Perrin s’essuya le front et s’étonna de le trouver sec comme du sable dans le désert.

— Puis-je avoir un verre d’eau ?

Faile accourut et posa sa main fraîche sur le front du jeune homme.

— Il est brûlant de fièvre ! Verin, nous ne pouvons pas attendre Alanna. Il faut…

— Je suis là, dit l’Aes Sedai brune en franchissant la porte de la salle commune.

Marin al’Vere et Alsbet Luhhan marchaient sur ses talons et Ihvon les suivait à un ou deux pas.

Perrin sentit le picotement du Pouvoir avant même que la main d’Alanna ait remplacé celle de Faile.

— Qu’on le porte dans la cuisine, ordonna Alanna. La table est assez grande pour l’y étendre. Vite ! Il ne nous reste pas beaucoup de temps…

Sentant sa tête tourner, Perrin s’avisa soudain que Loial, après avoir laissé sa hache appuyée contre un mur, venait de le prendre dans ses bras comme un enfant.

— Loial, le Portail est mon devoir !

Par la lumière ! je meurs de soif !

La flèche ne lui faisait plus mal. En revanche, tout le corps de Perrin était à la torture. Loial le portait quelque part, et maîtresse Luhhan le suivait, les yeux plissés comme pour retenir des larmes. Pourquoi donc ? Cette femme de tête ne pleurait jamais. Et pourquoi maîtresse al’Vere semblait-elle si inquiète ?

— Maîtresse Luhhan, souffla Perrin, ma mère m’autorise à devenir l’apprenti de maître Luhhan.

Non ! Cela, ça remontait à très longtemps, quand il… Quand il quoi ? Impossible de se rappeler !

Soudain allongé sur une surface dure, Perrin tenta de comprendre ce que disait Alanna.

— Une flèche barbelée s’accroche à l’os comme à la chair, et là, la tête a tourné dans la blessure. Pour la sortir, je dois la remettre dans sa position initiale. Après l’extraction, si le choc ne le tue pas, je guérirai les dégâts que j’aurai faits… et tous les autres. Il n’y a pas d’autre solution. Sa vie ne tient qu’à un fil.

Se penchant sur lui, le visage à l’envers, Faile lui fit un sourire qui sembla lui fendre en deux le bas du visage. Jusque-là, il n’avait jamais remarqué ce phénomène… Il voulut lui caresser la joue, mais maîtresse al’Vere et maîtresse Luhhan lui tenaient les poignets. Pourquoi donc ? Et pourquoi pesaient-elles de tout leur poids sur ses bras ?

Quelqu’un lui immobilisait les jambes et Loial lui avait plaqué ses battoirs sur les épaules, les collant à la table.

La table, oui ! La table de la cuisine…

— Mords très fort, mon cœur, souffla Faile, sa voix très lointaine.
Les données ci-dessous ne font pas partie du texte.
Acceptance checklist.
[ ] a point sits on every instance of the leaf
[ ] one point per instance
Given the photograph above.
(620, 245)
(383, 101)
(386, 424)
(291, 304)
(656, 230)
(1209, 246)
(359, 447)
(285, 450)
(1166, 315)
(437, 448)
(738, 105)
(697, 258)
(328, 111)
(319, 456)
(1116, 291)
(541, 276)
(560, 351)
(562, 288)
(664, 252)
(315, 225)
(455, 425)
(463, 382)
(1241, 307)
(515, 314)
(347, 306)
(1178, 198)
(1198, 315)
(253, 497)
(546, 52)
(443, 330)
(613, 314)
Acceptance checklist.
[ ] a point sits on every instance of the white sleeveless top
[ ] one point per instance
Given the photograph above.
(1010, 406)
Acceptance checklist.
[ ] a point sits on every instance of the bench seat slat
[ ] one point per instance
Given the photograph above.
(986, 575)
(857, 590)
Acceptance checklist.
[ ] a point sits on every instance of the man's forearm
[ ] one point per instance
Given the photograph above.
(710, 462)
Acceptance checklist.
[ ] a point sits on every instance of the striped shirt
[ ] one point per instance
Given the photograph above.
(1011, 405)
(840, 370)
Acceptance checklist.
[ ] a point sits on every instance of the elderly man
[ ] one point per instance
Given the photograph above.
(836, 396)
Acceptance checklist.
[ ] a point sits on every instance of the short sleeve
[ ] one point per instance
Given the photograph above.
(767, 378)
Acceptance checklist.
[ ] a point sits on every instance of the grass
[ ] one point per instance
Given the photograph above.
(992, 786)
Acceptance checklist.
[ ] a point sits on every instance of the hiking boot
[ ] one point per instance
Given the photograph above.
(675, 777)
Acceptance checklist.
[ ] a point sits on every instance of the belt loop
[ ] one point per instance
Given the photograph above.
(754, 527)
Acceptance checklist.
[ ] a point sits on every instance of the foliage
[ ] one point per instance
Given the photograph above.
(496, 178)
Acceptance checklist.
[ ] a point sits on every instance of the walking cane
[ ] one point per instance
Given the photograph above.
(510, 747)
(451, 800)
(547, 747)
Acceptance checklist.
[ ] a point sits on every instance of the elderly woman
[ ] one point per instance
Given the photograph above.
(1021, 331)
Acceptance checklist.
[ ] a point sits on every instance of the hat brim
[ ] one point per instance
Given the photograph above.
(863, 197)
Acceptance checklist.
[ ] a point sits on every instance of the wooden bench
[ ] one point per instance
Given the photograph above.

Ça va faire mal.

Perrin voulut demander de quoi elle parlait – qu’est-ce qui allait faire mal ? – mais elle lui glissa entre les dents un petit morceau de bois enveloppé de cuir. Il capta l’odeur du bois, du cuir… et de sa bien-aimée.

Viendrait-elle chasser avec lui, courant dans les plaines infinies derrière de fabuleuses hardes de cerfs ?

Quand il eut l’impression que son sang se glaçait dans ses veines, il reconnut vaguement le contact du Pouvoir de l’Unique. Puis la douleur déferla comme un raz-de-marée.

Il entendit le morceau de bois se briser sous ses dents et sombra dans un puits d’obscurité.